Chronique des 15 ans d’une aînée et d’un bond de 34 ans dans le passé

Stéphane, mon mari, n’est pas là. Après avoir été à plusieurs reprises malmené par de mauvais dentistes dans le Gard et le Loiret, il a décidé de revenir aux sources: direction l’Ain où, dans la ville de Bourg-en-Bresse, exerce encore le praticien de la famille et dans lequel il a toute confiance. Pour profiter de la douceur de cette fin de journée incroyablement estivale, j’ai installé mon ordinateur sur la table de la terrasse sous les canisses que la glycine enlace avec ardeur. Un glaçon fond lentement dans un verre de Muscat vide. L’odeur d’une quiche mi lardons mi tomates répand sa douce odeur dans la maison. Les filles, douchées, attendent que je les appelle pour le dîner. Fantôme, notre berger australien, est assis à ma gauche. On dirait un sphinx mais un sphinx avec une crinière de lion. Derrière la haie, je vois filer Louis et Matisse en overboard. J’avais demandé à Louis de rentrer à 19h00. L’heure est passée de trente minutes mais je les laisse profiter de cette fin de journée. Dans la piscine-méduse, il ne reste plus que quelques centimètres d’une eau si verte qu’on pourrait y avoir renversé du sirop de menthe. J’aimais bien quand les hirondelles venaient s’y désaltérer avant que Stéphane ne la vide. Le plateau est brûlé. Les mares sont à sec. Les rivières sont anémiées. Depuis quelques jours, un moineau entre dans la maison par la baie vitrée ouverte et vient picorer du pain sur la table. Stéphane a installé une grande bassine avec de l’eau et Céleste a réduit en miettes les morceaux de pain sec que je destinais aux moutons de Muguette. Les animaux sont aux abois mais cela ne freinera pas les chasseurs amateurs de plomb et de sang chaud.

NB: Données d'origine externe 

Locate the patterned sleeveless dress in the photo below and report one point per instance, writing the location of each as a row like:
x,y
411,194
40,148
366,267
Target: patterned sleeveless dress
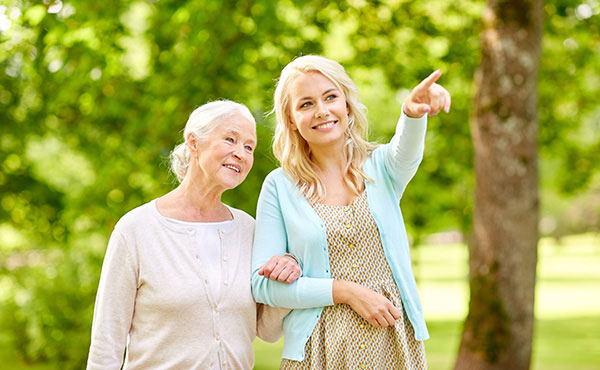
x,y
342,339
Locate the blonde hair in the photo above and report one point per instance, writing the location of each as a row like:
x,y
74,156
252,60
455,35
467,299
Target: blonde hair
x,y
201,122
293,151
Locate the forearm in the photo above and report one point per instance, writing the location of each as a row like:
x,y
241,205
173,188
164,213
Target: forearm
x,y
305,292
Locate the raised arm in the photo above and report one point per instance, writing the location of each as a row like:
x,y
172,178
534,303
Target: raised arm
x,y
404,153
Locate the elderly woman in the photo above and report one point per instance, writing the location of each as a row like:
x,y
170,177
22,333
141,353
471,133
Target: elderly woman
x,y
175,284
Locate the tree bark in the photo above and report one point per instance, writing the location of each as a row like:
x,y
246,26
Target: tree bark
x,y
498,331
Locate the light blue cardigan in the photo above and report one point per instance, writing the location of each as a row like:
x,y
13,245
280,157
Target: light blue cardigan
x,y
286,223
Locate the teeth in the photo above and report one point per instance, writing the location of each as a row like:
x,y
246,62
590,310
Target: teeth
x,y
326,125
231,167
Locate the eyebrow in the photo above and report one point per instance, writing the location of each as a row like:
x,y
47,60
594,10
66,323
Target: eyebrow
x,y
324,93
237,133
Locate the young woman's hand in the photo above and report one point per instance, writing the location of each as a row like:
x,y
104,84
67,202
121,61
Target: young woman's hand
x,y
282,268
370,305
427,97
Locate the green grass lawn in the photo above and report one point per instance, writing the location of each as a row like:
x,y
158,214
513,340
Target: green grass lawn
x,y
567,328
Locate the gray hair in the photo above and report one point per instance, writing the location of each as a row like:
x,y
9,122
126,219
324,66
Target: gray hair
x,y
201,122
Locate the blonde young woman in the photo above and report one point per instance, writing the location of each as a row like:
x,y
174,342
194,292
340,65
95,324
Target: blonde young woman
x,y
174,290
334,205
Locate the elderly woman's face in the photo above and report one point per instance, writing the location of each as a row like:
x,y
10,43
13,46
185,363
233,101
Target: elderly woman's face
x,y
227,155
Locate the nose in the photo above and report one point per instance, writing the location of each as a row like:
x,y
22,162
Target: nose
x,y
321,111
238,152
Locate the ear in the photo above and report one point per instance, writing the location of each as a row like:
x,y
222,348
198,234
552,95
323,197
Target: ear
x,y
192,143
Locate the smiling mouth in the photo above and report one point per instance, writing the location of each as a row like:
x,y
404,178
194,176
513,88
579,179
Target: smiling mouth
x,y
231,167
325,125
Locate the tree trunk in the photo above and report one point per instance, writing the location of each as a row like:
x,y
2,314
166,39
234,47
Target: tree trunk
x,y
498,331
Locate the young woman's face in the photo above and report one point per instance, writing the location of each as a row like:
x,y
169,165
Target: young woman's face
x,y
318,110
226,156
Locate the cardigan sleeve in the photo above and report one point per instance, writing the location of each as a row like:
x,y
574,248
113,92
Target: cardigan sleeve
x,y
404,153
271,239
113,310
269,322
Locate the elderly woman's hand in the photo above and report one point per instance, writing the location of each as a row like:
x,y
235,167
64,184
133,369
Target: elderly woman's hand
x,y
282,268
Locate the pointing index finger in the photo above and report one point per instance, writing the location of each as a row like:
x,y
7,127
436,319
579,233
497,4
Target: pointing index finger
x,y
429,80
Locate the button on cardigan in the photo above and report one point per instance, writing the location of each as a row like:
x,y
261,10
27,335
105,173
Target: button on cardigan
x,y
286,223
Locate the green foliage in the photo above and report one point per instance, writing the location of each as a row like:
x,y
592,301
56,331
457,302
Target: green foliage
x,y
94,97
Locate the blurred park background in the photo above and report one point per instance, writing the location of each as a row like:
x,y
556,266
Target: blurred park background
x,y
94,95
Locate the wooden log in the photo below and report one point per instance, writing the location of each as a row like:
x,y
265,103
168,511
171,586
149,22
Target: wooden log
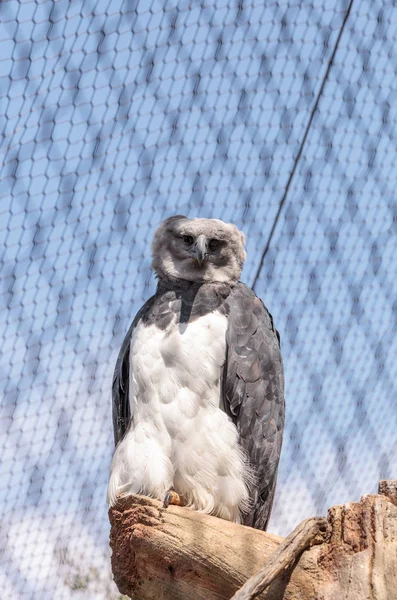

Stéphane n’étant pas là, j’aurais pu, les enfants couchés et ne réclamant plus, à mon grand désarroi, histoire et câlins, m’installer sur le canapé devant un film à haute valeur régressive tel que « Bridget Jones, l’âge de raison »,  me délecter de l’humour « so british » de Colin Firth que j’ai toujours préféré à Hugh Grant et savourer un magnum mini vanille enrobé de chocolat. Mais, non, je préfère m’installer dans notre lit dont le matelas repose désormais directement sur le parquet (le sommier a rendu l’âme) et écrire. C’est la nuit que je trouve le mieux ma petite musique intérieure. Le jour baisse. De grandes bandes roses apparaissent dans le ciel. Les petites fleurs blanches du troène exhalent leur parfum puissant.

Je reprends le fil de mes pensées. La nuit a déjà fini d’envelopper le plateau. Les enfants sont au lit. J’ai dressé la table du petit déjeuner. Je suis toujours la première à entrer dans la cuisine le matin. Quand tout est prêt, je me sens accueillie! Fantôme est étendu au pied de l’escalier et j’ai regagné non pas notre matelas posé à même le sol et me rappelant mes studios à Paris mais mon bureau, mon Ar-Men. Je n’entends pas le ronronnement de la machine à laver la vaisselle.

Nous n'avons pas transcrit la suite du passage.